Я осторожно взял руку Юли и поцеловал по очереди все ее пальцы. Она тихо вздохнула и пошевелилась. Еще окончательно не проснувшись, сделала вялый жест рукой, проводя запястьем по лбу. Медленно повернулась на спину. Я встретил ее туманный со сна взгляд и улыбнулся. Она улыбнулась в ответ. Я лег рядом с ней. Она приподнялась на локте и легла на меня грудью. Волосы упали ей на лицо. Она убрала их и положила руки мне на плечи. Какое-то время мы смотрели друг другу в глаза, не произнося ни слова, — всякие слова были бы сейчас лишними. Я чувствовал, как бьется ее сердце рядом с моим, как волнующе горячо ее обнаженное тело. А она внимательно изучала мое лицо, словно впервые увидела его сейчас, и загадочно улыбалась. Потом она крепче прижалась ко мне и приблизила свое лицо к моему лицу, так, что я ощущал ее дыхание на своих губах.
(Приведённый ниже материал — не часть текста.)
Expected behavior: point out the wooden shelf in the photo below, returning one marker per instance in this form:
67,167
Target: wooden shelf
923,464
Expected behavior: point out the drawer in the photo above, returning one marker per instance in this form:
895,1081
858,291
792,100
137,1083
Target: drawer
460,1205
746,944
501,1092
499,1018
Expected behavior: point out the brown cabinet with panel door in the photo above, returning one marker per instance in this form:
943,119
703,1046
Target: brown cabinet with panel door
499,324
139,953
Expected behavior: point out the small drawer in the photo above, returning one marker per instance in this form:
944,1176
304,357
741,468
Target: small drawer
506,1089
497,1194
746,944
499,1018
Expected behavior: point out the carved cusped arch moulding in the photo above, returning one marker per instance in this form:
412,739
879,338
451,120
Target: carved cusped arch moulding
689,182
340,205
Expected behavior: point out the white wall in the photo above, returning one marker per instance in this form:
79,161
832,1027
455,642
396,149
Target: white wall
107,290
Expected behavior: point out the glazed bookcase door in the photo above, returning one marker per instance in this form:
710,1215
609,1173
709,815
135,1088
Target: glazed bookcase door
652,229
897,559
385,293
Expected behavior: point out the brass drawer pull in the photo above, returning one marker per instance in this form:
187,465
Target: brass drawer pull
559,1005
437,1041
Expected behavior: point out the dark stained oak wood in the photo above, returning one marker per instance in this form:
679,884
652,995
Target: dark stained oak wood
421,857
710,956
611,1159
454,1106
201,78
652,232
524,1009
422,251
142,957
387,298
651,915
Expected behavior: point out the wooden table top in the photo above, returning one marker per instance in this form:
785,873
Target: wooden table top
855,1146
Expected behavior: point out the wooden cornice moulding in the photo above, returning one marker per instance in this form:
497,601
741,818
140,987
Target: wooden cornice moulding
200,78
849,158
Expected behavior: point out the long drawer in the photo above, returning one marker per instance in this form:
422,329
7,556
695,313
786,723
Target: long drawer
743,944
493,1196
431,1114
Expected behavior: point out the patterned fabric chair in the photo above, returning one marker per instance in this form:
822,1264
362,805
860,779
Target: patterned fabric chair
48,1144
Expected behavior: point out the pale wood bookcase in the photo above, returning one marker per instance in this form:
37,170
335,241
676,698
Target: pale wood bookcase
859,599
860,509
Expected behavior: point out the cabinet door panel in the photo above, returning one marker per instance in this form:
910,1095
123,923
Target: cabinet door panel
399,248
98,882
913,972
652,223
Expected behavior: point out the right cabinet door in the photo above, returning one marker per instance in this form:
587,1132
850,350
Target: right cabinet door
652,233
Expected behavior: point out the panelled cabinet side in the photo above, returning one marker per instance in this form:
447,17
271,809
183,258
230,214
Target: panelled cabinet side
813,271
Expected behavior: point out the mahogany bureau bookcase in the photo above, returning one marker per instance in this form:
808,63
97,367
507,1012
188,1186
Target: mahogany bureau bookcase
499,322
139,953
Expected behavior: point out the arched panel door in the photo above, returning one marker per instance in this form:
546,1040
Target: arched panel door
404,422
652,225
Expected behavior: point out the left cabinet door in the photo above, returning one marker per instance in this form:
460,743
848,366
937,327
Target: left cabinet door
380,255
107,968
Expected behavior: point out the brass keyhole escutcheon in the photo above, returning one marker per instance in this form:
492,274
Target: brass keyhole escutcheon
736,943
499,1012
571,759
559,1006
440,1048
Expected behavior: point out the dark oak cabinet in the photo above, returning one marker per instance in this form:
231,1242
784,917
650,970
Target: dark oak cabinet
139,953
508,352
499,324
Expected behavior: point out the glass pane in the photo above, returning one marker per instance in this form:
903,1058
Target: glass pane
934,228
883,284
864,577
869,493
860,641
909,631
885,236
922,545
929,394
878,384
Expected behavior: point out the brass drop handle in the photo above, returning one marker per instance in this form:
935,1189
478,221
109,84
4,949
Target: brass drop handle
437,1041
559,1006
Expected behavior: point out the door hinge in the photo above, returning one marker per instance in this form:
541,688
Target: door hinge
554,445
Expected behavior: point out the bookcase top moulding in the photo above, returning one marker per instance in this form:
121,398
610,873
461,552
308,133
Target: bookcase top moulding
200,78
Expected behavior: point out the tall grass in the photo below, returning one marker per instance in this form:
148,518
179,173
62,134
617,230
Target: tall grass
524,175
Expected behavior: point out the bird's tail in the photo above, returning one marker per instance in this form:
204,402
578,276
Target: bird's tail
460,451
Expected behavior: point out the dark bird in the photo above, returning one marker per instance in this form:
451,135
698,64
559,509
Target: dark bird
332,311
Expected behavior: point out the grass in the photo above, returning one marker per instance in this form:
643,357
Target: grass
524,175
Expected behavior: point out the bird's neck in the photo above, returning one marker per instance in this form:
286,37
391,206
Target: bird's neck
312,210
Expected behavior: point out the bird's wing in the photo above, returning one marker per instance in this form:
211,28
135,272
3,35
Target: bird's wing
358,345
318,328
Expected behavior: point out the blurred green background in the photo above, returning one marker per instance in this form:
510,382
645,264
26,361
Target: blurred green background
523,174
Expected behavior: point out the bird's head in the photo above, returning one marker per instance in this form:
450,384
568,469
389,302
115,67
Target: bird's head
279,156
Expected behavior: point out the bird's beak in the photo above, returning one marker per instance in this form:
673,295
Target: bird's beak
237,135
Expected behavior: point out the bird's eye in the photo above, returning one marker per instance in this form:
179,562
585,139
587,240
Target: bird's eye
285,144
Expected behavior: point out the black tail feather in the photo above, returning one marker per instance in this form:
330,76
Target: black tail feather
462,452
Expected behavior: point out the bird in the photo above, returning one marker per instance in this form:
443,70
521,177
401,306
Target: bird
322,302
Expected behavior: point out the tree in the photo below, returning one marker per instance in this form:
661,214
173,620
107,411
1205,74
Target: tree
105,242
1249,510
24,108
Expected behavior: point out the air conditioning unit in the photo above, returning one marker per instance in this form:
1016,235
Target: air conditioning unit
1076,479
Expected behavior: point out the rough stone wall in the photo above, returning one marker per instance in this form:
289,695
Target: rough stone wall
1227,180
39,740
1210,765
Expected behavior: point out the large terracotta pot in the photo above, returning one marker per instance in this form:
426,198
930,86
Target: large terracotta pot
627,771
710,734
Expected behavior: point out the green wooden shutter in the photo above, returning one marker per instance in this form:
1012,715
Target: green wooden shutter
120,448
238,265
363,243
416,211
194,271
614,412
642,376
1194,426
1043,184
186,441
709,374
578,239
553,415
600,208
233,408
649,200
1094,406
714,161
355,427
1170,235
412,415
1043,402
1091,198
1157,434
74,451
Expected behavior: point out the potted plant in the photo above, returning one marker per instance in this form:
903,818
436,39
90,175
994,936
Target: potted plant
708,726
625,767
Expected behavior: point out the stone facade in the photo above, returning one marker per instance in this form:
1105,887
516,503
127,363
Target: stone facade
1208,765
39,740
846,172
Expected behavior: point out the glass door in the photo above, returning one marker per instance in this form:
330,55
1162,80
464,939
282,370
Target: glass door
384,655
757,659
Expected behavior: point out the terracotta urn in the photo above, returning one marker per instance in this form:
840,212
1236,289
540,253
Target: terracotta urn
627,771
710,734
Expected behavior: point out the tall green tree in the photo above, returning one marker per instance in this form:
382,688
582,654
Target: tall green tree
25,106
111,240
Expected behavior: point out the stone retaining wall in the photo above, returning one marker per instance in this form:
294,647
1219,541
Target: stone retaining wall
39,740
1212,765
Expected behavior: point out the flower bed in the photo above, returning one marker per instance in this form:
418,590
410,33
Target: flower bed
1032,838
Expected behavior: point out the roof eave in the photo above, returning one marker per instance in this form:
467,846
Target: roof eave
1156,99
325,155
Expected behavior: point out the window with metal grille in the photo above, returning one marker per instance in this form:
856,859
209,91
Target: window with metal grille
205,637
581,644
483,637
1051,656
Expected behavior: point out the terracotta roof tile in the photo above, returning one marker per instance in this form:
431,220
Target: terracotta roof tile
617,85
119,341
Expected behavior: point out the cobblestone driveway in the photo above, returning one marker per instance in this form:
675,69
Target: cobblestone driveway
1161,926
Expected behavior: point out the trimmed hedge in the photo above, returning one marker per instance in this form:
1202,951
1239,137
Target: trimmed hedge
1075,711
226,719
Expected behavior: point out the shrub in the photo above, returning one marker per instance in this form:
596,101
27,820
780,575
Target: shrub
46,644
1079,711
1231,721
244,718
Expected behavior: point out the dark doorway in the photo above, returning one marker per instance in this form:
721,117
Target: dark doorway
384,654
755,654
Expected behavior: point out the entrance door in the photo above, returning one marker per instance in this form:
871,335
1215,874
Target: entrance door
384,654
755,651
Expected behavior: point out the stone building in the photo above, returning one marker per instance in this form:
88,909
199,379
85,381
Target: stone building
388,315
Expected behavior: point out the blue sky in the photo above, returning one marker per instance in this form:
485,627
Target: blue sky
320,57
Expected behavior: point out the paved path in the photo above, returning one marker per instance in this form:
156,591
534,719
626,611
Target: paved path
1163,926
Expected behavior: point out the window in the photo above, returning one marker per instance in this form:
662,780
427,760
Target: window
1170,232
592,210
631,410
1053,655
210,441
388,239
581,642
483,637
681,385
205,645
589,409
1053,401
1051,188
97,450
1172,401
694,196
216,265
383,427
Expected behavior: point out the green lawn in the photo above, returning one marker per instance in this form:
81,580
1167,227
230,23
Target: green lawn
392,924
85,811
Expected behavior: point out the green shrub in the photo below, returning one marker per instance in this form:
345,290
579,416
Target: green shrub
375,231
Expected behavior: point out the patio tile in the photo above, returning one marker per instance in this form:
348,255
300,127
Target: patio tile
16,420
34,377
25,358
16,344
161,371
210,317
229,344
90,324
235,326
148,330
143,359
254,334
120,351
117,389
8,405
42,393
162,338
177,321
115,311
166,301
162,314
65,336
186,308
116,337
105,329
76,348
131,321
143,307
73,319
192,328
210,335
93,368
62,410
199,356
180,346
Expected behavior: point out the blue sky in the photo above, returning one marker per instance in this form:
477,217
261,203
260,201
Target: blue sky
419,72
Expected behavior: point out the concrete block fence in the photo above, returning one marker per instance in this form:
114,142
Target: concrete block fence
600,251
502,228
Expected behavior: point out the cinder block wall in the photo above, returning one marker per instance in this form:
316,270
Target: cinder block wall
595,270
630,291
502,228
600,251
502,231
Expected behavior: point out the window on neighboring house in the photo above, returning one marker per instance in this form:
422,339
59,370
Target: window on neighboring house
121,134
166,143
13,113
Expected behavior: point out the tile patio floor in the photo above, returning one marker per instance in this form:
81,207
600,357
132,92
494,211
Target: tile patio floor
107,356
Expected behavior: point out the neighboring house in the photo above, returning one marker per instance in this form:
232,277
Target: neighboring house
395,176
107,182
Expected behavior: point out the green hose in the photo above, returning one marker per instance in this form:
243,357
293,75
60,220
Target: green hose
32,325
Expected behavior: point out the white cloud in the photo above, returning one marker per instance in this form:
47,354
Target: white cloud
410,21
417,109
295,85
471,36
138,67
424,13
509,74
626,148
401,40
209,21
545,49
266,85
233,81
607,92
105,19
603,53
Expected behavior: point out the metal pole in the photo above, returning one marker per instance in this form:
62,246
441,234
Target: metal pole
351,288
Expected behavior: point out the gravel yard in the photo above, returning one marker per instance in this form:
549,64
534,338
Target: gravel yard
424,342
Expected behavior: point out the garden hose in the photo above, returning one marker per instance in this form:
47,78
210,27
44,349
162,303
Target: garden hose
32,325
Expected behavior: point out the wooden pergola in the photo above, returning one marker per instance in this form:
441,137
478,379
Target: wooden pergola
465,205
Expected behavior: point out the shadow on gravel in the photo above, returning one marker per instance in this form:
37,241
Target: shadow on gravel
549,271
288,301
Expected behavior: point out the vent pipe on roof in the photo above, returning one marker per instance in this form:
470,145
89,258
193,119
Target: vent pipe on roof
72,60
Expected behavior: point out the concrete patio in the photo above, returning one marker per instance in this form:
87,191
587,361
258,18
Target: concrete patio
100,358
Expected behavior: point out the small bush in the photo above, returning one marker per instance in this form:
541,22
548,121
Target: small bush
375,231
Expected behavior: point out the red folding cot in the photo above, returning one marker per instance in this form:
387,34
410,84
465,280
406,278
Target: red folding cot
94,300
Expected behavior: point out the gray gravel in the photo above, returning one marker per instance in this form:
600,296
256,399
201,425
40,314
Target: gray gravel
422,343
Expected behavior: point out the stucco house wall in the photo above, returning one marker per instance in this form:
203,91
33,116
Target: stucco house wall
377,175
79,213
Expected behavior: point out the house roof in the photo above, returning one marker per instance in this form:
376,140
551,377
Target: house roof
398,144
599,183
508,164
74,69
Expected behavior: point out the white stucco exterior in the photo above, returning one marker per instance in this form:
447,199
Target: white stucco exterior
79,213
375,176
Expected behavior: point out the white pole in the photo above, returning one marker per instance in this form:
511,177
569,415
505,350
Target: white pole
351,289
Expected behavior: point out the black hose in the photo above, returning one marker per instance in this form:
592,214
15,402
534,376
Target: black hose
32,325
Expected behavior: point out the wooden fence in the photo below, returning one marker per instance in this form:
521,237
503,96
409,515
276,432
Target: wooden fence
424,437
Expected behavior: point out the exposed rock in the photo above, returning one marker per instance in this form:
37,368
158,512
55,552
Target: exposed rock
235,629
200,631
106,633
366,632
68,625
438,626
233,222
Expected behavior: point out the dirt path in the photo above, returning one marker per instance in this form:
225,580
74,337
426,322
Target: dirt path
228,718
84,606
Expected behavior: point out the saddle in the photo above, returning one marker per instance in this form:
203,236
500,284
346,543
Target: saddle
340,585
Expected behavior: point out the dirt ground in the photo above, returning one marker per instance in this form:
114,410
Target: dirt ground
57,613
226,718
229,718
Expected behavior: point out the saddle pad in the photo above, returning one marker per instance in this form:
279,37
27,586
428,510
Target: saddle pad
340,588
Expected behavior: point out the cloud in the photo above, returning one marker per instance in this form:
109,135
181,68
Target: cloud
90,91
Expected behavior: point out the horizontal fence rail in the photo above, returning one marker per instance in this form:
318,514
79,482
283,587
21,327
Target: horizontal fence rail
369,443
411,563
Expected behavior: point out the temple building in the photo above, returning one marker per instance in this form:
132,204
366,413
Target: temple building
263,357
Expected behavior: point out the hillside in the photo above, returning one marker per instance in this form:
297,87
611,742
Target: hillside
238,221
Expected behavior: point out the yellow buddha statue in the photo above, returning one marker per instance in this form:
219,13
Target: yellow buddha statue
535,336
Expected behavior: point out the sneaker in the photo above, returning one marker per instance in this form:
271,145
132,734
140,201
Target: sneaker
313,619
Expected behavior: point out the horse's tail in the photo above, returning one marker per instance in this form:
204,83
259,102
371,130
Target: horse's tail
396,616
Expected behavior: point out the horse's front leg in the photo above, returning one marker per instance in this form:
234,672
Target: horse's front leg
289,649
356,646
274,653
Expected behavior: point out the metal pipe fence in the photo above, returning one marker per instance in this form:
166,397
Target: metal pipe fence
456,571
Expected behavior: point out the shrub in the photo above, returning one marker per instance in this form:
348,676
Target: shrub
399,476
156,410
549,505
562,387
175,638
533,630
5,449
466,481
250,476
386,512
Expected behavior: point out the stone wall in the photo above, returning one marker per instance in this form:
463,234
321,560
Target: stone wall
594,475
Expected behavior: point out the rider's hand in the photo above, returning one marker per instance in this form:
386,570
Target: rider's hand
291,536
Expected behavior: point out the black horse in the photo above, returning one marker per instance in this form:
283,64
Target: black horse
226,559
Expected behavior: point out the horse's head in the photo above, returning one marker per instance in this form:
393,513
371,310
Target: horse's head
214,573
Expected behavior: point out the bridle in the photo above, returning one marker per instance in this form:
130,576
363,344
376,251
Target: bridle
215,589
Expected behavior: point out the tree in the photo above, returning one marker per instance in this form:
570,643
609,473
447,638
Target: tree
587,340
Теплая волна нахлынула на меня, наполнила сердце до краев. Я прикоснулся губами к ее губам, забывая обо всем на свете. Никогда я не думал, что в таком легком касании можно ощутить гораздо больше, чем в самых жарких и страстных поцелуях. Я наслаждался этим трепетным соприкосновением наших губ бесконечно долго. Ее губы едва заметно шевелились, ускользали от меня и возвращались снова, вливая в меня ее горячее дыхание.

Юли слегка приподнялась на локтях, шепнула:

— Я никогда не думала, что это бывает так…

Она замолчала, рассеянно улыбаясь, и думая о чем-то своем.

— О чем ты?

Она взглянула на меня, улыбнулась печально и нежно. Ласково провела рукой по моим волосам, но ничего не ответила.

— Как ты себя чувствуешь?

— Прекрасно, милый!

Мне почему-то не хотелось, чтобы она называла меня так сейчас.

— Спасибо тебе! — сказала тихо. — Этой ночью я была счастлива, как никогда в жизни! Это совсем другое, нежели в храме, во время обряда Шораши-Пуджа… Наверное потому, что озарено нашей любовью? Но я не похожа на гетеру, ведь, правда?

Сколько нежности и преданности было сейчас в ее глазах! Но ночная сказка исчезала с пугающей быстротой. Юли еще не осознавала этого, она все еще была во власти ночного дурмана. Каждая частица ее горячего тела еще была полна желания близости со мной. Как головокружительна глубина ее глаз!.. И как трудно смотреть в них сейчас, когда час расставания так близок!

Я выдавил из себя улыбку, и ее пристальный взгляд слегка смягчился. Нет, не могу я больше смотреть в ее глаза, не могу от нее ничего скрыть! Я повернул голову, отводя в сторону взгляд, и стал безучастно разглядывать золоченый край оконной рамы, там, где стекло уже начало розоветь в лучах нарождавшейся зари. Мы молчали, и молчание это становилось с каждой минутой все тягостнее. Наконец, я решился заговорить первым.